Une épidémie d’Ebola hors norme dans l’est de la RDC
Depuis le 15 mai, la province de l’Ituri, située dans le nord-est de la République démocratique du Congo (RDC), est le théâtre d’une résurgence alarmante de l’épidémie d’Ebola. Le virus Bundibugyo, une souche particulièrement virulente et pour laquelle aucun vaccin ni traitement spécifique n’est encore disponible, gagne du terrain chaque jour. Les provinces voisines du Nord-Kivu, du Sud-Kivu, du Haut-Uele et de la Tshopo subissent également les effets dévastateurs de cette propagation, tout comme l’Ouganda, ses frontières étant directement menacées.
Malgré l’intervention d’équipes médicales d’organisations non gouvernementales telles que Medair et World Vision, la situation reste critique. Les derniers chiffres, communiqués le 3 août par l’Organisation des Nations unies, révèlent une escalade sans précédent. Selon les données de l’Organisation mondiale de la santé (OMS) arrêtées au 30 juillet, 3 748 cas confirmés et 1 587 décès ont été recensés, avec un taux de mortalité de 44%. Pire encore, la semaine précédente a enregistré un record : 567 nouveaux cas et 296 décès en seulement sept jours. “Ces chiffres hebdomadaires constituent les plus élevés depuis le début de l’épidémie,” souligne l’ONU. Parmi les victimes, 44 professionnels de santé ont perdu la vie, tandis que 151 d’entre eux ont été contaminés depuis le début de la crise.
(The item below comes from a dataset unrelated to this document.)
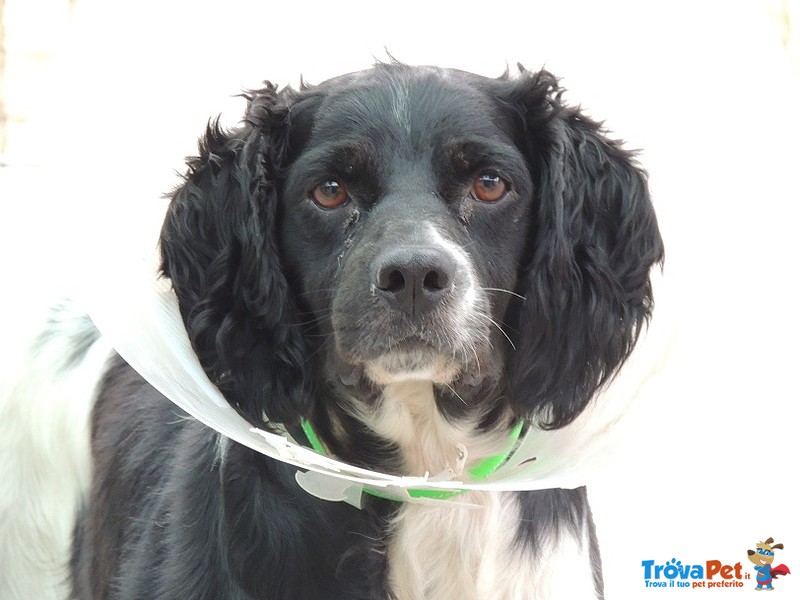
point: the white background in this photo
(706, 89)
Des moyens de lutte adaptés à l’urgence sanitaire
Face à cette aggravation, les Nations unies confirment une montée en puissance des dispositifs de réponse. “Les capacités de prise en charge doivent évoluer pour suivre le rythme de la propagation,” indique l’organisation internationale. L’International Medical Corps (IMC), en partenariat avec les Nations Unies, déploie des mesures renforcées pour tenter d’endiguer cette crise sanitaire sans précédent.